When they returned to Capitol Hill from the meeting, Republican senators expressed outrage and anxiety about that remark.

While some, like Sen. Jeff Flake (R-AZ) insisted the President “must have misspoke,” others said they heard Trump loud and clear and did not like what they heard.

“I was ready to grab my Constitution and say, ‘Wait a minute!'” Sen. Steve Daines (R-MT) told TPM. “We must stand firmly for the Second Amendment rights of the American people.”

Republican lawmakers who were not in the meeting seemed alarmed as well.

“In this country, you always have due process first,” said Sen. Thom Tillis (R-NC), who also bristled at the President’s suggestion in the meeting that he and his Republican colleagues are “afraid of the NRA.”

“Not at all. Not at all,” he repeated firmly, stepping into an elevator in the Capitol’s basement.

Many senators on both sides of the aisle who for years have unsuccessfully pushed legislation to strengthen background checks said they were encouraged by Trump’s seeming endorsement Wednesday, though they cautioned that the President has a pattern of backing a policy one day and walking back that stance a few days or hours later.

“President Trump was very, very supportive of our bill, the substance of it. He was encouraging us to move this,” Sen. Pat Toomey (R-PA) said of his background check bill, which failed in a dramatic vote in 2013 due to GOP opposition. “With [Trump’s] support, I think we can get it across the goal line.”

But despite the President lobbying hard, for the moment, for gun control measures, several Republican lawmakers say they remain unmoved, and will vote against the Toomey bill, a bill to raise the minimum age for buying guns, and any other measure that restricts firearm purchases.

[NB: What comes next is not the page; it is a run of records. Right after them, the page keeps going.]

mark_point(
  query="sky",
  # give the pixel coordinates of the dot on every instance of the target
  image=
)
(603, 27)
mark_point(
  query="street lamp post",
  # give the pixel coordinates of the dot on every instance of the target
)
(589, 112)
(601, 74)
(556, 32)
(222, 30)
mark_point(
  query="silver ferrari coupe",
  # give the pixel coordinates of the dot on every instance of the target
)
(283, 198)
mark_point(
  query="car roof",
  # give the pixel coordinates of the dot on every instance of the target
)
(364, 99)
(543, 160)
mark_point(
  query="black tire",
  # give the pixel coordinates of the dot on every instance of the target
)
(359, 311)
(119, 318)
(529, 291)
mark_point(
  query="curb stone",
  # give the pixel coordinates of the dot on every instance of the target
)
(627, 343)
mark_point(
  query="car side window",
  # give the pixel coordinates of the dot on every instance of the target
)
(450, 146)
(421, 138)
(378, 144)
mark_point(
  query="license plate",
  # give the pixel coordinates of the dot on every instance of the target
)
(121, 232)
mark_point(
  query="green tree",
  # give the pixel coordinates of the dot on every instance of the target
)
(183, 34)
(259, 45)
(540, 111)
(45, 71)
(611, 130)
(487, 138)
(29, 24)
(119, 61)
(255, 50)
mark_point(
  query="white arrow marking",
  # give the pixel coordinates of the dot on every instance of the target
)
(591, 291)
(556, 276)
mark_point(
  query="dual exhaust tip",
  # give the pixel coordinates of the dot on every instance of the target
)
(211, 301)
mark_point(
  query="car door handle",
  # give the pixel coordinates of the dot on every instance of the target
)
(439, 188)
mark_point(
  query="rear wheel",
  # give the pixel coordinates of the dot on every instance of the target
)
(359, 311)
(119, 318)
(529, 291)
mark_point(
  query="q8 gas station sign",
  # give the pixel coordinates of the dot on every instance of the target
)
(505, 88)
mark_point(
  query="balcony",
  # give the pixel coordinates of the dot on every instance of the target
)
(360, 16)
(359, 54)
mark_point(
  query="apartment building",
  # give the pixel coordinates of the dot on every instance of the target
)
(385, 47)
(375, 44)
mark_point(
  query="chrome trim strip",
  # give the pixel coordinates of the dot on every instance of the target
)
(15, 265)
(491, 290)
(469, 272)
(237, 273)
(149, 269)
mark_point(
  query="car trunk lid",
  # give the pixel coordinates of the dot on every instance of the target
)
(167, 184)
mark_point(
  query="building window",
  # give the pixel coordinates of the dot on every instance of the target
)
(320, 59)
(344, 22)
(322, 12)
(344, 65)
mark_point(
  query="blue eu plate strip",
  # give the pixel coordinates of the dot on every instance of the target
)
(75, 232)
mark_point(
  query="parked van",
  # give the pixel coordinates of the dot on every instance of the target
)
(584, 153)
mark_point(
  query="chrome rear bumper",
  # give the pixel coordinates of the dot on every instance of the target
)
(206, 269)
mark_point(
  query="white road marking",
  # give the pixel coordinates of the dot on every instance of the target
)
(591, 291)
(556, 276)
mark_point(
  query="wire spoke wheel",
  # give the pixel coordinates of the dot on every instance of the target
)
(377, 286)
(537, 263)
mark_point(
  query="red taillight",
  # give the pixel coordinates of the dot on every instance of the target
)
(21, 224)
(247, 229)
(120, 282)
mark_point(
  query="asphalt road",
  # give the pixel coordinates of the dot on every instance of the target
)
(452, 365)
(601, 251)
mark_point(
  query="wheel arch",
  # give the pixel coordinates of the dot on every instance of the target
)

“The only thing worse than doing nothing is doing something that provides a false sense of security,” Daines told TPM. “I’m concerned that many of the ideas talked about in that meeting do not solve the problem of keeping kids safe in our schools.”

Sen. John Kennedy (R-LA) echoed Daines’ skepticism of Trump’s proposals that may soon come to the floor for a vote.

“I’m not going to join the bandwagon of feel-good legislation,” he said. “I don’t want to give people false hope, and I don’t want to kid them about what really happened in Florida, where there was a breakdown of the system. I honestly don’t believe we need more gun control. Criminals and bad people obey gun laws like politicians keep promises.”